3. A escola é um contexto emocional e cognitivo, uma experiência de relação com o mundo. É nessa experiência mais precoce que as crianças/jovens contactam com as práticas e as emoções democráticas, aprendendo-as. O apego à democracia antes de ser uma aquisição cognitiva é uma aquisição experiencial, um treino e um hábito. Assim sendo, a aprendizagem da democracia é importante de mais para ser deixada ao livre arbítrio de chefes de empresa buscando o lucro e só pode ser promovida em contextos democráticos, em ethos de participação cívica livre, que impliquem, inclusive, a possibilidade de desobedecer.

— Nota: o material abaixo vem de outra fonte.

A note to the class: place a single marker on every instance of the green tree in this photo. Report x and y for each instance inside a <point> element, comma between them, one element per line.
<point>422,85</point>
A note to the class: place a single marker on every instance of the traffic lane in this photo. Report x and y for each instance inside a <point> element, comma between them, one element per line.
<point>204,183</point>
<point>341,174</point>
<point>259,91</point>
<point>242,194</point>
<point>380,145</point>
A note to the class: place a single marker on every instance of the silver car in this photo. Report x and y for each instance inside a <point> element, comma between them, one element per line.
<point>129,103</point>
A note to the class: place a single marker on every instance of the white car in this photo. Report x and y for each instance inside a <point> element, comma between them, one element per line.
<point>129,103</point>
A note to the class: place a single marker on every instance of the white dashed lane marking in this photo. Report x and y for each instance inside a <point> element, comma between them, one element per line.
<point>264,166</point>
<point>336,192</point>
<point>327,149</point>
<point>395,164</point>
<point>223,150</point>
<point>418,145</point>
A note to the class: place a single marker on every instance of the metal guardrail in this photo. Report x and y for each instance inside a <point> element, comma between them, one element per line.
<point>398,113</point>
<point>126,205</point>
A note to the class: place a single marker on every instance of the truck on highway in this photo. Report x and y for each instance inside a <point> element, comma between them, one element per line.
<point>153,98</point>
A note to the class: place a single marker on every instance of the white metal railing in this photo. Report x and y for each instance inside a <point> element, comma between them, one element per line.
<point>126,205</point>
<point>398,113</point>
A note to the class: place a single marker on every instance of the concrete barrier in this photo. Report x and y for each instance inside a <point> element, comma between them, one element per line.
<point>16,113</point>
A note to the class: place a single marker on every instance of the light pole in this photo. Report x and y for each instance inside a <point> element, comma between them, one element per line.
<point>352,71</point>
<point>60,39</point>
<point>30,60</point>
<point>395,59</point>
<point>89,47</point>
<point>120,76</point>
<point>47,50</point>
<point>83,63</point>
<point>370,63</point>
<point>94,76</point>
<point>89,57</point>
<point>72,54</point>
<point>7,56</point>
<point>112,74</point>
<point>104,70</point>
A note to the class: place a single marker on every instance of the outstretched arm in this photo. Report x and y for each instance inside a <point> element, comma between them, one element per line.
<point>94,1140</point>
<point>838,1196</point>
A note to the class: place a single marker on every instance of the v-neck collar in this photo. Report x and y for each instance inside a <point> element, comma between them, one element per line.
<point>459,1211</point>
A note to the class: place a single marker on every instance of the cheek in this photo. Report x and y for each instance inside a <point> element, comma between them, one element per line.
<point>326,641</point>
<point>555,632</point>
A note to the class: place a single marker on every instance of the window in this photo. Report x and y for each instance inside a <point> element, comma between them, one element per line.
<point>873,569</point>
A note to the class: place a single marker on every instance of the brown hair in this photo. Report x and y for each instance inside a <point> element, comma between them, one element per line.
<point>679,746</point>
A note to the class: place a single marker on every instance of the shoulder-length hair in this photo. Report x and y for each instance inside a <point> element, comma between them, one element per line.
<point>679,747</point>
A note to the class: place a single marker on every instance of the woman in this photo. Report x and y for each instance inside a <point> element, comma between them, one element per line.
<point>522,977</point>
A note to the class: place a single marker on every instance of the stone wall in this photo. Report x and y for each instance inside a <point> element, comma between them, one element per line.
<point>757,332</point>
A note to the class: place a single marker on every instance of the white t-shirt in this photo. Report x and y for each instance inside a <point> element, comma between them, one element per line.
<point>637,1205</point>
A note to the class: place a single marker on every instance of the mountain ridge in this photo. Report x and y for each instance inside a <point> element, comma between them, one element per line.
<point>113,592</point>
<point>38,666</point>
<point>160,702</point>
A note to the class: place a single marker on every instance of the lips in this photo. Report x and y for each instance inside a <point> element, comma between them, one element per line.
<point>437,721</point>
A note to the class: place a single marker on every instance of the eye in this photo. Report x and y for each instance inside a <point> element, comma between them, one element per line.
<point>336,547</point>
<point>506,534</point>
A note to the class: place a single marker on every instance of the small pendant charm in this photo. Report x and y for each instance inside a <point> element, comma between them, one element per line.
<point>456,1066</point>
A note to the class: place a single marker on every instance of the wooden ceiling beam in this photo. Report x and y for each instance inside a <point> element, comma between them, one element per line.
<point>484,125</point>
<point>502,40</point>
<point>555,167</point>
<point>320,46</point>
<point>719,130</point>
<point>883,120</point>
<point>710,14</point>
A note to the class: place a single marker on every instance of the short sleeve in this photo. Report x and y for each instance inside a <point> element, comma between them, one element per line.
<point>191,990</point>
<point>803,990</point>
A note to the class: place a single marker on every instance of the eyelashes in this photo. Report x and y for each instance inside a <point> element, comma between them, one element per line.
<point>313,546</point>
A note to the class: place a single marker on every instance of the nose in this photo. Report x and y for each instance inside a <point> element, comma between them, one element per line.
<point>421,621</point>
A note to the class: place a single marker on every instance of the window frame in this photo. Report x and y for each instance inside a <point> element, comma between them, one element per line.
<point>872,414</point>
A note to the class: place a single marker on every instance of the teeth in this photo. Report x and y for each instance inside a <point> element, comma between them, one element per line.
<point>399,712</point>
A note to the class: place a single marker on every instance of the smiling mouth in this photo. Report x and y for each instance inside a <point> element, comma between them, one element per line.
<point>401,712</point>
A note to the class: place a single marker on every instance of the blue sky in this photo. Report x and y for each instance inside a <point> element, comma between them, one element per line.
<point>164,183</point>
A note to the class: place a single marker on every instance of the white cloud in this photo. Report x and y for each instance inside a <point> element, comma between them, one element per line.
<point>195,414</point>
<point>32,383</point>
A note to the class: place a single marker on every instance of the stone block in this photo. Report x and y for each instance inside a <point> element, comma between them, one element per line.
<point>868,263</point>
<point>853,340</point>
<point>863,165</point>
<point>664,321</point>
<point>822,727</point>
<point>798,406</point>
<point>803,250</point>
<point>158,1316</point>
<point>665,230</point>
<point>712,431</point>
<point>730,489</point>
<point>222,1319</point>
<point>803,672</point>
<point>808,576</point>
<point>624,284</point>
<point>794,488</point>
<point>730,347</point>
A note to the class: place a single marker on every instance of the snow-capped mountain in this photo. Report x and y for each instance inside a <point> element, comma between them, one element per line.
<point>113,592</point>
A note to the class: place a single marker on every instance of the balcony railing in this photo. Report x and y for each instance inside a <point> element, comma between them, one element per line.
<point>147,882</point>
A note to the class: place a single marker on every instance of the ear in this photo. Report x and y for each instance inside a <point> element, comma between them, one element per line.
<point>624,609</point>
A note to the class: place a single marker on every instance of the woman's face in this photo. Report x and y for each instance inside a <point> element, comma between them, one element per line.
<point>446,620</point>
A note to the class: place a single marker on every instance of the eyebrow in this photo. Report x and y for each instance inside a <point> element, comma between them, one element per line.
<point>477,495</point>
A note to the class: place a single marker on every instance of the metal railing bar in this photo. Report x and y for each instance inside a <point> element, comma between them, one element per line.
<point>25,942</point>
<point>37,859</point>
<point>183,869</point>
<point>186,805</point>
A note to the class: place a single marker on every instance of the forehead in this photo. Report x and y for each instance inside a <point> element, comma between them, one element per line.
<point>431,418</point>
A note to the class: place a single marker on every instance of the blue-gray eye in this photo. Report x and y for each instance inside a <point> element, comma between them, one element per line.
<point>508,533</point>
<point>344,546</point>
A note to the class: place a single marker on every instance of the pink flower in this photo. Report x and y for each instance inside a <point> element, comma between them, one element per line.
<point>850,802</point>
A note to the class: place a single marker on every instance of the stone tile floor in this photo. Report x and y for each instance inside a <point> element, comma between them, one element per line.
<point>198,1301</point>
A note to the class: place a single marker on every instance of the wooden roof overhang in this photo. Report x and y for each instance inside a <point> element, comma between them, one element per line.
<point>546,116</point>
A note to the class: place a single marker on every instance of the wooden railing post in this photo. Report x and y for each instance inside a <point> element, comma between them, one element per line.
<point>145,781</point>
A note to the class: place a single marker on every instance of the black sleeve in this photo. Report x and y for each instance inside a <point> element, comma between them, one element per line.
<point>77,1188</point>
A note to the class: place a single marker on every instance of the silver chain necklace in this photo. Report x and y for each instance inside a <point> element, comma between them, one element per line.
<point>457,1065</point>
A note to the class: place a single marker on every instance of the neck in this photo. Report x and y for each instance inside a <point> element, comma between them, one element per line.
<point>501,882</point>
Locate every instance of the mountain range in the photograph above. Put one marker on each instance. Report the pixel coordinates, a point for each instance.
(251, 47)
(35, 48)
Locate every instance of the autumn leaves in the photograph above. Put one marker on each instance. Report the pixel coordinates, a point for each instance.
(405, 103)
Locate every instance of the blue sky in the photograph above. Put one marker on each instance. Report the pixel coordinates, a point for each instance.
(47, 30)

4. A escola pública ensina para o universal, recusa o tribalismo e tem como primeiro objectivo a livre edificação individual das crianças/jovens, no respeito pelas suas diferenças e origens pessoais, orientando-se pela Declaração Universal dos Direitos do Homem. Pelo contrário, a escola privada educa à medida da família originária, visa a reprodução social e tem o efeito, mais ou menos efectivo, de contribuir para a desagregação social.
Em suma, sem uma escola pública forte, provida de recursos materiais e organizacionais relevantes, no respeito pela autonomia das escolas e dos professores, a democracia, em tão mau estado na Europa e no mundo (o inverno pode estar mesmo a chegar!), não sobreviverá. Ou talvez sobreviva até amanhã ou depois. Mas mais do que isso é duvidoso.